An interesting feature of this film is that it doesn't do what most movies set in the future do - tell you what in the hell is going on. Generally, when you have a movie set in a totally alien time/landscape, there's some attempt to fill you in on the missing info. This actually spoils the "realism" of it, because people generally don't explain basic facts about their world and the time they're living in during quotidian conversation. So it's kind of refreshing to have a film set in the future that could actually have been made at the time; that pretends that the viewer knows what's going on. Of course, this lack of explanation is also a rather convenient feature that allows the creator of that world to avoid having to figure it all out, perhaps. Why is there all this political turmoil? Who's fighting who?

On the other hand, this makes it rather frustrating for the viewer, because it's a wholly disorienting experience. One has absolutely no idea why the world is the way it apparently is, and therefore, why certain characters behave the way that they do. Why, for instance, does Kee (the pregnant woman) have to be transported in secret to the coast? Why hasn't news of this miraculous pregnancy been made public? Well, one answer to that, perhaps, is that these are characters struggling to reclaim a basic kind of humanity in a world that has gone completely bonkers. Were Kee to make known her pregnancy, she would most likely become an object for science, politics, ideology, etc. But all she wants to do is have her baby - and this, in a way, is exactly what needs to happen for this topsyturvy world to get back on its feet. It's a struggle for normalcy against all odds - wasn't it Gandhi who said "Be the change you want to see in the world" ?

So in this sense, perhaps, this movie is actually about what makes us human. My friend Russ, who went to see the movie with me, saw it as illuminating the way in which "civilized" behavior depends upon the looming future being present in the form of children, not in some kind of sappy Hollywood way, but in a very tangible presence that makes people question their own behavior and its effect on others. I think that an interpretation of the film in terms of its views on ethics is a bit tricky, but I do agree that there's some evidence for it.

This sense of a fully real alternate world is made all the more convincing by the incredible cinematography and remarkably consistent and well thought-out visual component - there's a staggering amount of detail, also never explained (giant floating pigs?) that make the world seem both familiar and alien, but quite real. I think this is also a part of the narrative strategy - the movie is telling a story in a wholy different way. The way that information is organized is puzzling - one doesn't know how to read it. There is, for instance, a sort of subplot to do with feet. There are LOTS and LOTS of shots of feet. Characters keep losing shoes, finding new ones, stubbing toes, washing feet, etc.

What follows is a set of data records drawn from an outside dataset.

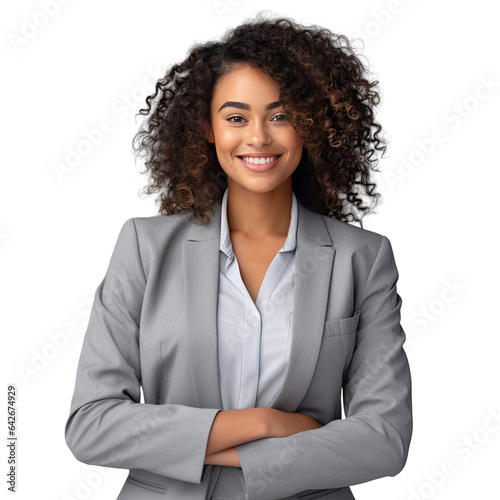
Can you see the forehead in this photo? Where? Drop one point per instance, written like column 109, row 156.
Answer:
column 245, row 83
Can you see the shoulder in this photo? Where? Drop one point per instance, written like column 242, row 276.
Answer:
column 347, row 237
column 157, row 226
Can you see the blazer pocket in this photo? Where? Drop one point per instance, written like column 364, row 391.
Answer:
column 158, row 488
column 342, row 326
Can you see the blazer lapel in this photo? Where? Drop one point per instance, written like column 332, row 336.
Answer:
column 314, row 254
column 201, row 271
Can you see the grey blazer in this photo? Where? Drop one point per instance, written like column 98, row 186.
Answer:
column 153, row 323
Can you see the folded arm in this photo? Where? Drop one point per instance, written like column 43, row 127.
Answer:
column 107, row 425
column 373, row 440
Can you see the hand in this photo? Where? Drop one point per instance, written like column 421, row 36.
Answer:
column 283, row 424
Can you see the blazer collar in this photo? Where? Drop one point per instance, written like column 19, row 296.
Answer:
column 313, row 263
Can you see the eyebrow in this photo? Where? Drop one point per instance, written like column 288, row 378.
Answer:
column 244, row 105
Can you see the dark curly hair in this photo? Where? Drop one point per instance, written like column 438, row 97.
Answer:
column 325, row 91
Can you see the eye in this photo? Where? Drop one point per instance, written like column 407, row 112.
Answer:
column 235, row 119
column 280, row 117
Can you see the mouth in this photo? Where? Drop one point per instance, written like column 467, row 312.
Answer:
column 259, row 160
column 259, row 163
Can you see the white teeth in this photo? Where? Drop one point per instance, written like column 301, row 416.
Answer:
column 259, row 161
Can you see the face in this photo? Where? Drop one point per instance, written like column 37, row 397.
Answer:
column 256, row 145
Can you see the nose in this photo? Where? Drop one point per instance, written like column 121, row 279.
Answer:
column 258, row 135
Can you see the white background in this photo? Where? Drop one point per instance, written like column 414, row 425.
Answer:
column 90, row 61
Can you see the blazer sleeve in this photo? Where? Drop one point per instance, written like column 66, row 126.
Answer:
column 373, row 440
column 107, row 425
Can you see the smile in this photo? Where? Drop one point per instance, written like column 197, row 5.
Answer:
column 259, row 163
column 260, row 160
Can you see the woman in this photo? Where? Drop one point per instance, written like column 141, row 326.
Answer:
column 247, row 306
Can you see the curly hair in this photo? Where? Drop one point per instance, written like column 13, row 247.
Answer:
column 325, row 91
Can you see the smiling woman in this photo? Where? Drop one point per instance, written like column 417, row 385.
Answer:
column 250, row 310
column 254, row 136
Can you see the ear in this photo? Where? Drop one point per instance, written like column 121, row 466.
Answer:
column 209, row 133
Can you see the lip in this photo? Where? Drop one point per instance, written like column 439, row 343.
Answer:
column 260, row 168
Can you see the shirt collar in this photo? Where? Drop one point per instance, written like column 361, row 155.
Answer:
column 225, row 239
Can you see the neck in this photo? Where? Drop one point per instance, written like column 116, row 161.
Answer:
column 259, row 215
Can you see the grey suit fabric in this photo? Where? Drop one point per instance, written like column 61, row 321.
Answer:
column 153, row 323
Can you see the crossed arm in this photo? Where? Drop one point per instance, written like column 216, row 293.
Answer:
column 231, row 428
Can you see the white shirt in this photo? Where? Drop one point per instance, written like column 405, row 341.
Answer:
column 254, row 338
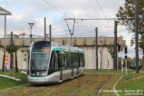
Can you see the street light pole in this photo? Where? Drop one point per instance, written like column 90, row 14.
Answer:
column 31, row 25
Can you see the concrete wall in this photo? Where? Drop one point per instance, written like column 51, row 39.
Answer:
column 103, row 58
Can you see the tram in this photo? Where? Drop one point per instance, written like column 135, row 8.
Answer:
column 54, row 62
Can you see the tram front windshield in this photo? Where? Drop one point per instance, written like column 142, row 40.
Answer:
column 39, row 57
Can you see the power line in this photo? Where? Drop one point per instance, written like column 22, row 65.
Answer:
column 52, row 6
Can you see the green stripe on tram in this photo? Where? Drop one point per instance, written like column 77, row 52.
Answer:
column 59, row 49
column 38, row 76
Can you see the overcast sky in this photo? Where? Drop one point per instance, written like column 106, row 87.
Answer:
column 24, row 11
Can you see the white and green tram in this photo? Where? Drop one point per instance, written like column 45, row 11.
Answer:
column 54, row 62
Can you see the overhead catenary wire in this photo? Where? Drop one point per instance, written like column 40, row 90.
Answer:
column 52, row 6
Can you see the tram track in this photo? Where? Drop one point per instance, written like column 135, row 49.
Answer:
column 74, row 87
column 103, row 86
column 99, row 89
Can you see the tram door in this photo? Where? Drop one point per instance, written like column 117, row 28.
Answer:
column 61, row 64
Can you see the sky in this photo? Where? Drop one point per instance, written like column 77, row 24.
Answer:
column 26, row 11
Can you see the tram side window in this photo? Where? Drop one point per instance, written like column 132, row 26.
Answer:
column 53, row 63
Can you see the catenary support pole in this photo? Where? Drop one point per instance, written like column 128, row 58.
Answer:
column 136, row 37
column 45, row 28
column 115, row 45
column 50, row 40
column 96, row 30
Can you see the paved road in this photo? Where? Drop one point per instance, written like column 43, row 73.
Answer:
column 87, row 85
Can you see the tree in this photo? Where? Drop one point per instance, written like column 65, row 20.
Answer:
column 126, row 15
column 13, row 49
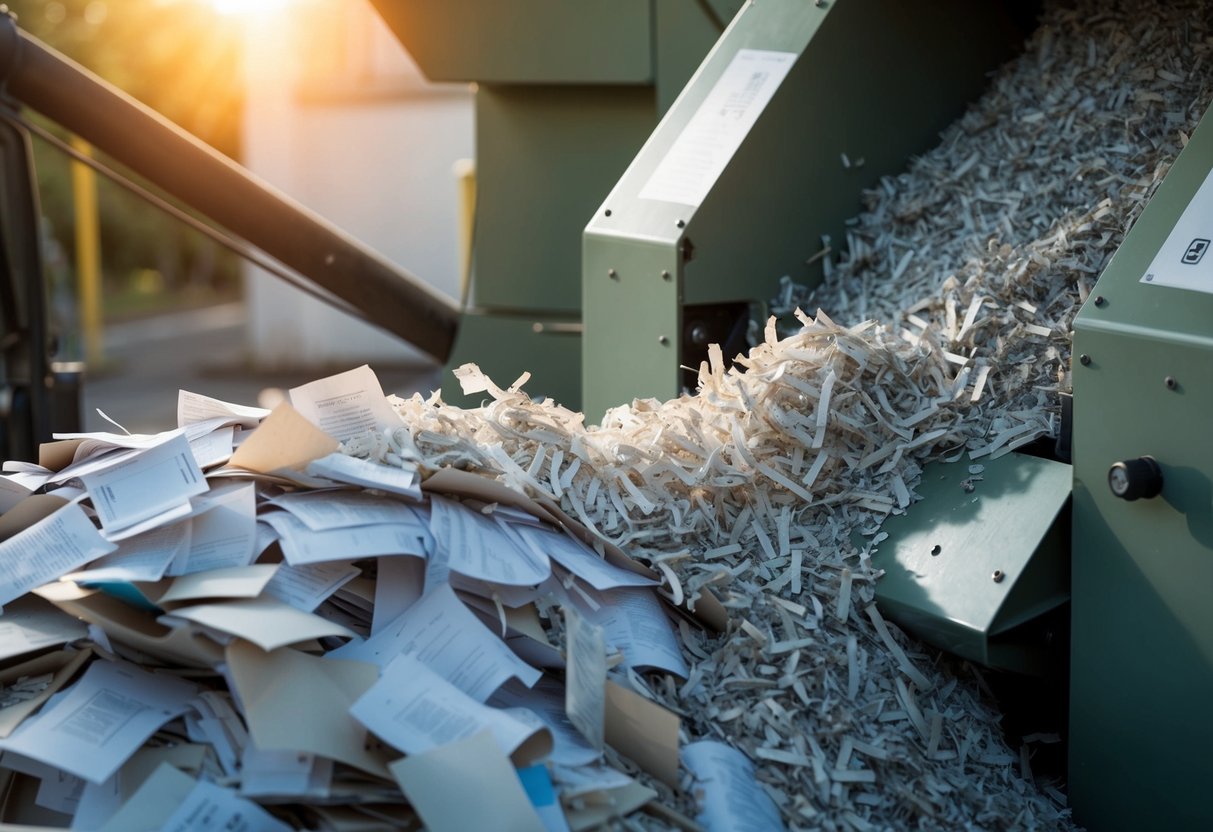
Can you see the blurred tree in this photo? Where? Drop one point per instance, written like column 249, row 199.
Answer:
column 184, row 61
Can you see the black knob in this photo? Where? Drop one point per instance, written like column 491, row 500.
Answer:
column 1134, row 479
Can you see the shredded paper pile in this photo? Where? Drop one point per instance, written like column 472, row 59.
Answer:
column 359, row 611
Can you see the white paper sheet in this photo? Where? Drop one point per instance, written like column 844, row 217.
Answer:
column 53, row 546
column 197, row 408
column 579, row 558
column 636, row 624
column 144, row 557
column 303, row 546
column 58, row 791
column 343, row 468
column 101, row 721
column 500, row 802
column 451, row 642
column 482, row 548
column 214, row 448
column 307, row 586
column 146, row 484
column 267, row 622
column 223, row 533
column 346, row 405
column 728, row 796
column 546, row 701
column 415, row 710
column 32, row 624
column 342, row 508
column 705, row 146
column 398, row 586
column 210, row 808
column 284, row 774
column 223, row 582
column 586, row 677
column 12, row 491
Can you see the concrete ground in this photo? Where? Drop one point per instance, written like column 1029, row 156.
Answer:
column 201, row 351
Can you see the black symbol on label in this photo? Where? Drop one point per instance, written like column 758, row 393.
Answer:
column 1196, row 250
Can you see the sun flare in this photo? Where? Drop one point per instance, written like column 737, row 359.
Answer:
column 246, row 6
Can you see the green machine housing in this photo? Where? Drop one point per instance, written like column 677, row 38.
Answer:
column 1142, row 640
column 565, row 95
column 568, row 103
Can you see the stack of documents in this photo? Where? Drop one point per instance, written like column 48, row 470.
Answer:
column 234, row 625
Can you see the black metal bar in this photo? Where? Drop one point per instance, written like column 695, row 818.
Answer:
column 215, row 186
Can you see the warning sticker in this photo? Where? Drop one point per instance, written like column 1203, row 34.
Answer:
column 1182, row 260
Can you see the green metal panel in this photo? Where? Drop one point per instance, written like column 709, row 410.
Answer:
column 875, row 79
column 1142, row 631
column 525, row 41
column 684, row 34
column 943, row 554
column 635, row 290
column 545, row 157
column 507, row 346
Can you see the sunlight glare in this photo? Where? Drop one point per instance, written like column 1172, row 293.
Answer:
column 246, row 6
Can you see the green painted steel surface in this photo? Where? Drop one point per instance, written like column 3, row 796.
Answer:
column 875, row 79
column 507, row 346
column 545, row 157
column 1142, row 643
column 941, row 557
column 527, row 41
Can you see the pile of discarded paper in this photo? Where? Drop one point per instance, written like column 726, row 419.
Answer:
column 427, row 625
column 232, row 622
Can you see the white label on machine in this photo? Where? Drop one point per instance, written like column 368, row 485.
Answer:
column 719, row 125
column 1184, row 260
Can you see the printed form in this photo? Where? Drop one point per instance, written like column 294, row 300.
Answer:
column 95, row 727
column 453, row 643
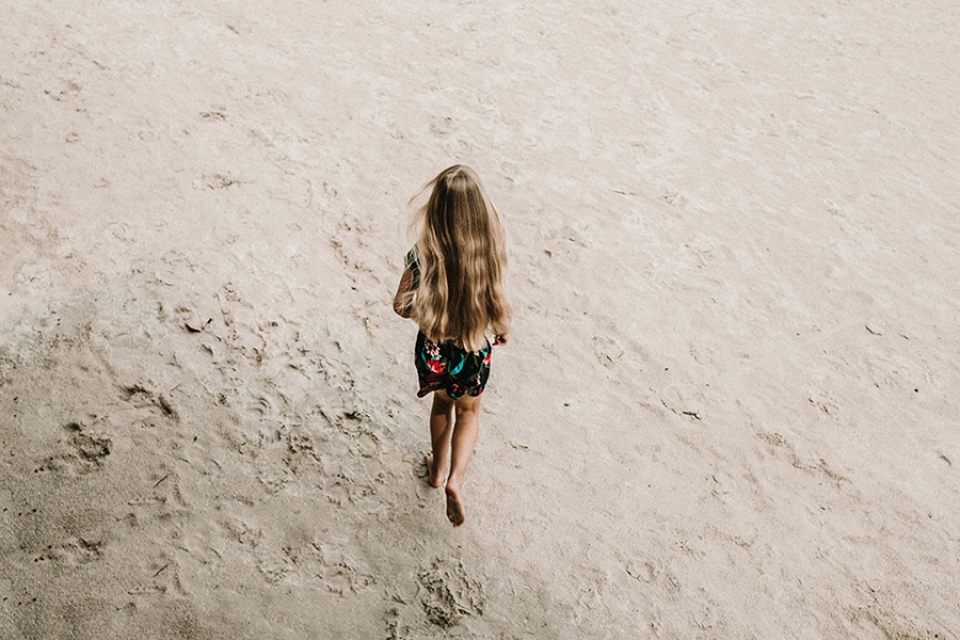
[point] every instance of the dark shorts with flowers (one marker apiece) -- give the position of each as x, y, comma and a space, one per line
446, 366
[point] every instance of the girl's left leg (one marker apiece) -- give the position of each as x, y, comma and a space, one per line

Why? What is it doing there? It's subtle, and it seems to have some kind of meaning, but lord only knows what it is. Likewise, there's a lot of darkly absurdist dialogue that is quite funny, but again, confusing. And certain recurring repetitions, bits of dialogue that seem like they ought to be important because they keep coming up, and yet I have no idea why.

All in all, a very intriguing film, but an utterly baffling one.